Options

To define Match Key Generator options click the Add button. The Match Key Field dialog displays.
Note: The Dataflow Options feature in Enterprise Designer enables Match Key Generator to be exposed for configuration at runtime.
Table 1. Match Key Generator Options

Option Name

Description and Valid Values

Algorithm

Specifies one of these algorithms to use to generate the match key:

Consonant
Returns specified fields with consonants removed.
Double Metaphone
Returns a code based on a phonetic representation of their characters. Double Metaphone is an improved version of the Metaphone algorithm, and attempts to account for the many irregularities found in different languages.
Koeln
Indexes names by sound as they are pronounced in German. Allows names with the same pronunciation to be encoded to the same representation so that they can be matched, despite minor differences in spelling. The result is always a sequence of numbers; special characters and white spaces are ignored. This option was developed to respond to limitations of Soundex.
MD5
A message digest algorithm that produces a 128-bit hash value. This algorithm is commonly used to check data integrity.
Metaphone
Returns a Metaphone coded key of selected fields. Metaphone is an algorithm for coding words using their English pronunciation.
SpanishMetaphone
Returns a Metaphone coded key of selected fields for the Spanish language. This metaphone algorithm codes words using their Spanish pronunciation.
Metaphone 3
Improves upon the Metaphone and Double Metaphone algorithms with more exact consonant and internal vowel settings that allow you to produce words or names more or less closely matched to search terms on a phonetic basis. Metaphone 3 increases the accuracy of phonetic encoding to 98%. This option was developed to respond to limitations of Soundex.
Nysiis
Phonetic code algorithm that matches an approximate pronunciation to an exact spelling and indexes words that are pronounced similarly. Part of the New York State Identification and Intelligence System. Say, for example, that you are looking for someone's information in a database of people. You believe that the person's name sounds like "John Smith", but it is in fact spelled "Jon Smyth". If you conducted a search looking for an exact match for "John Smith" no results would be returned. However, if you index the database using the NYSIIS algorithm and search using the NYSIIS algorithm again, the correct match will be returned because both "John Smith" and "Jon Smyth" are indexed as "JAN SNATH" by the algorithm.
Phonix
Preprocesses name strings by applying more than 100 transformation rules to single characters or to sequences of several characters. 19 of those rules are applied only if the characters are at the beginning of the string, while 12 of the rules are applied only if they are at the middle of the string, and 28 of the rules are applied only if they are at the end of the string. The transformed name string is encoded into a code that is comprised by a starting letter followed by three digits (removing zeros and duplicate numbers). This option was developed to respond to limitations of Soundex; it is more complex and therefore slower than Soundex.
This algorithm determines the similarity between two French-language strings based on the phonetic representation of their characters.
It returns a Sonnex coded key of the selected fields.
Soundex
Returns a Soundex code of selected fields. Soundex produces a fixed-length code based on the English pronunciation of a word.
Substring
Returns a specified portion of the selected field.

Field name

Specifies the field to which you want to apply the selected algorithm to generate the match key. For example, if you select a field called LastName and you choose the Soundex algorithm, the Soundex algorithm would be applied to the data in the LastName field to produce a match key.

Start position

Specifies the starting position within the specified field. Not all algorithms allow you to specify a start position.

Length

Specifies the length of characters to include from the starting position. Not all algorithms allow you to specify a length.

Remove noise characters

Removes all non-numeric and non-alpha characters such as hyphens, white space, and other special characters from an input field.

Sort input

Sorts all characters in an input field or all terms in an input field in alphabetical order.

Characters
Sorts the characters values from an input field prior to creating a unique ID.
Terms
Sorts each term value from an input field prior to creating a unique ID.
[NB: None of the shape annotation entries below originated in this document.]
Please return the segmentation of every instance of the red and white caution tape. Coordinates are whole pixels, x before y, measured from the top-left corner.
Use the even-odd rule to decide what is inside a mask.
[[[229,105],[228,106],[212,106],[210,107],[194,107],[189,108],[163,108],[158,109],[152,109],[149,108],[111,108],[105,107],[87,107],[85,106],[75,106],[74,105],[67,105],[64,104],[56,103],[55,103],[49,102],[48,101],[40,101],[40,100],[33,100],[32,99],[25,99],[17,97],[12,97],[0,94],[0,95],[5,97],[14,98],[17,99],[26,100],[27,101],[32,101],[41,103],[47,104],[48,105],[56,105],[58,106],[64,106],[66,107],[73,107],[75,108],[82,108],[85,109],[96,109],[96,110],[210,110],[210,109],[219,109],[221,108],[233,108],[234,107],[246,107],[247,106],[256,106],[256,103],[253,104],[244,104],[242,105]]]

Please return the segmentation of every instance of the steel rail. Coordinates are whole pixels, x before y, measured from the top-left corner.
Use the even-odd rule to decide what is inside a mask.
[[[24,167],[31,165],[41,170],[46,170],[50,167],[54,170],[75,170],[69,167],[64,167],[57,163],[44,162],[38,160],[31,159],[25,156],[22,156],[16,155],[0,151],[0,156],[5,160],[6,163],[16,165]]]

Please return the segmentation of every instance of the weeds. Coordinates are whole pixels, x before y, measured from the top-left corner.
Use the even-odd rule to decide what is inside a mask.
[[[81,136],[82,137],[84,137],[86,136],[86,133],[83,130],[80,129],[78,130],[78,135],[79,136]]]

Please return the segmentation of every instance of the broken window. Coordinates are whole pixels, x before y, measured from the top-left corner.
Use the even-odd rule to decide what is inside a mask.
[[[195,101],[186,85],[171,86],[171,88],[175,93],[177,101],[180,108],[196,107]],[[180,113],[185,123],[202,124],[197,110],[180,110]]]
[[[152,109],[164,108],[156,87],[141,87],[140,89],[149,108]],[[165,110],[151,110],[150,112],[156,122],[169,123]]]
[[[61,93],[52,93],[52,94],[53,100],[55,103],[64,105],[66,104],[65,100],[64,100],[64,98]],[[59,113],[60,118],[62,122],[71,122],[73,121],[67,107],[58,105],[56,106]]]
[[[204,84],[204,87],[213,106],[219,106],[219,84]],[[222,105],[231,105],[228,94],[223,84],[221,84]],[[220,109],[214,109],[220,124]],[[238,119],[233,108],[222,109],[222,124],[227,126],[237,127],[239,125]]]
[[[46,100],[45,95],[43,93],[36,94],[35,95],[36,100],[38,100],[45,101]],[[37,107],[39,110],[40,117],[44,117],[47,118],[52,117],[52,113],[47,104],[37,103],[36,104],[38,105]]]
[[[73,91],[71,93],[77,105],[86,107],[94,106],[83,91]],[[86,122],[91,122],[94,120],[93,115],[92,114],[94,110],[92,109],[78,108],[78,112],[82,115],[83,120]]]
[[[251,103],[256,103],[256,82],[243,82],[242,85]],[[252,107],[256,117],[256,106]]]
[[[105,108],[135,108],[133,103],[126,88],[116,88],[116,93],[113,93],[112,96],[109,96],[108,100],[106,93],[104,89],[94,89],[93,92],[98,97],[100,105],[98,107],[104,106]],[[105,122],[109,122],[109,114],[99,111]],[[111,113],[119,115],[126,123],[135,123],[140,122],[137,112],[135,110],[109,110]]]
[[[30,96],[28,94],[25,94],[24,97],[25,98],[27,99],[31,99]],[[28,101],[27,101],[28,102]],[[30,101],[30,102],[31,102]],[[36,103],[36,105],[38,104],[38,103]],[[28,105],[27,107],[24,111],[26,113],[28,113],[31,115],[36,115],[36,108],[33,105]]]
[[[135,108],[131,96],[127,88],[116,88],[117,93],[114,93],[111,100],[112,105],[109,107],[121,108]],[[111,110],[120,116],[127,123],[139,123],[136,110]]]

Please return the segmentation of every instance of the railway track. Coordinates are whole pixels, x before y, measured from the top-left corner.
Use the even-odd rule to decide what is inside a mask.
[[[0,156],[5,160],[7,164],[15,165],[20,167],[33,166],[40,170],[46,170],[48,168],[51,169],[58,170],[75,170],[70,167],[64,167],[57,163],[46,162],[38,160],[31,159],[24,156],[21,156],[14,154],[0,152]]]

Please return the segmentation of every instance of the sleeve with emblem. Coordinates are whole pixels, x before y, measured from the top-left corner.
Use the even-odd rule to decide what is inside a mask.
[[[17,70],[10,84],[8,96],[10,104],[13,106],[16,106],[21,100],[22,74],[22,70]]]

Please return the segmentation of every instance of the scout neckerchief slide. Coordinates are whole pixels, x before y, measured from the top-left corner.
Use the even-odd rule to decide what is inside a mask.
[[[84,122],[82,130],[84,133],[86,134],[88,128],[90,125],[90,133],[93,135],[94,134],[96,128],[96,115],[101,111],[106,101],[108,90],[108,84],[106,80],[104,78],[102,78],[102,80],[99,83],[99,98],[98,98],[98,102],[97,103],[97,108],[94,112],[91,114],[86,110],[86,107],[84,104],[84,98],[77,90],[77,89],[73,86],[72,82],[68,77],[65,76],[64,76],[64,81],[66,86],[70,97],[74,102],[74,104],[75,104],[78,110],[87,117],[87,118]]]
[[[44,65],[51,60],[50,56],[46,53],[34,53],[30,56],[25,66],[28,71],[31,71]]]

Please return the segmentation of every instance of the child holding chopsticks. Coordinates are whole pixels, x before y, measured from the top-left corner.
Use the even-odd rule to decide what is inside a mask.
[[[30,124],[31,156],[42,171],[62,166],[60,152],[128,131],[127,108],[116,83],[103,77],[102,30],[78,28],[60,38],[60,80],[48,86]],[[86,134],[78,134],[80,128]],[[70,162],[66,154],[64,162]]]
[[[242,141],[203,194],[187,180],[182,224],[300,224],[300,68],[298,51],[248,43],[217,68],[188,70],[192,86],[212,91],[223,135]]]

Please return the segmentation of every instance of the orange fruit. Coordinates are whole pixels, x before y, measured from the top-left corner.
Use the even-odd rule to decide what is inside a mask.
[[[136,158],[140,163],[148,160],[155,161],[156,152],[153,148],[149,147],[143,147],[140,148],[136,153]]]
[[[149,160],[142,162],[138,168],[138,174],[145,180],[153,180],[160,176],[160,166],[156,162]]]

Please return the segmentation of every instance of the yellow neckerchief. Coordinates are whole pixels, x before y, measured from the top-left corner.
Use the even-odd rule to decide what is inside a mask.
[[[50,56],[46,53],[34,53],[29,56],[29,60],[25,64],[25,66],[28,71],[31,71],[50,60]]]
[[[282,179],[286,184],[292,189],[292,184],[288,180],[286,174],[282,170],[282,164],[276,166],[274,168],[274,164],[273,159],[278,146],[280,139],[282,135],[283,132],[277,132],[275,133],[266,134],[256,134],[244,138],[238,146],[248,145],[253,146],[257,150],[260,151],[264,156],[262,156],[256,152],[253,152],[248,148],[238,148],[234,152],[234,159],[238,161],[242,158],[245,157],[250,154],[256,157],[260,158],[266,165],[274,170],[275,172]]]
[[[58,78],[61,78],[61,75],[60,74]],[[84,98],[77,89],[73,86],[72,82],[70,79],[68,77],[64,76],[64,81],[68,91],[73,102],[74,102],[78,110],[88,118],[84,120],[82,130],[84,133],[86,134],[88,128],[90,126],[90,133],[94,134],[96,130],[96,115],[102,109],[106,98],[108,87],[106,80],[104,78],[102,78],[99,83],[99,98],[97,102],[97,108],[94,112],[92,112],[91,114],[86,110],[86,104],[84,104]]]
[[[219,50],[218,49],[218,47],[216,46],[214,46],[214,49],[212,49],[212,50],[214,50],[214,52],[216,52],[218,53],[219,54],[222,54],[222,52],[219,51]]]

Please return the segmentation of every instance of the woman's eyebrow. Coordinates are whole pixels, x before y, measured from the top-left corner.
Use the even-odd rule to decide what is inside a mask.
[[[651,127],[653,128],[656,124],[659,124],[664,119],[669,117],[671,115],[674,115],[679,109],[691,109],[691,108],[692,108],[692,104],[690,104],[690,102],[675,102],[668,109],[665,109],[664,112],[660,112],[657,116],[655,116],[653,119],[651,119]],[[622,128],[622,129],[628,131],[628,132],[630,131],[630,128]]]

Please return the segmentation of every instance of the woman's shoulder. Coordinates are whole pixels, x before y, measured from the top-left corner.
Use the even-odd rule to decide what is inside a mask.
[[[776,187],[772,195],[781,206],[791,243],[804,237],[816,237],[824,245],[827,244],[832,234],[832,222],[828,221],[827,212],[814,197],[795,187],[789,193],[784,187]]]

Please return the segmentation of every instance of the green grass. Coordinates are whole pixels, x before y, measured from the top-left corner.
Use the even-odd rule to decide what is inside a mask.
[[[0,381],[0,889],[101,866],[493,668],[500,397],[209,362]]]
If you add multiple match key generation algorithms, you can use the Move Up and Move Down buttons to change the order in which the algorithms are applied.

Generating an Express Match Key

Enable the Generate Express Match Key option and click Add to define an express match key to be used later in the dataflow by an Intraflow Match stage or an Interflow Match stage.

If the Generate Express Match Key option is enabled and the Express match key on option is selected in a downstream Interflow Match stage or Intraflow Match stage, the match attempt is first made using the express match key created here. If two records' express match keys match, then the record is considered a match and no further processing is attempted. If the records' express match keys do not match, then the match rules defined in Interflow Match or Intraflow Match are used to determine if the records match.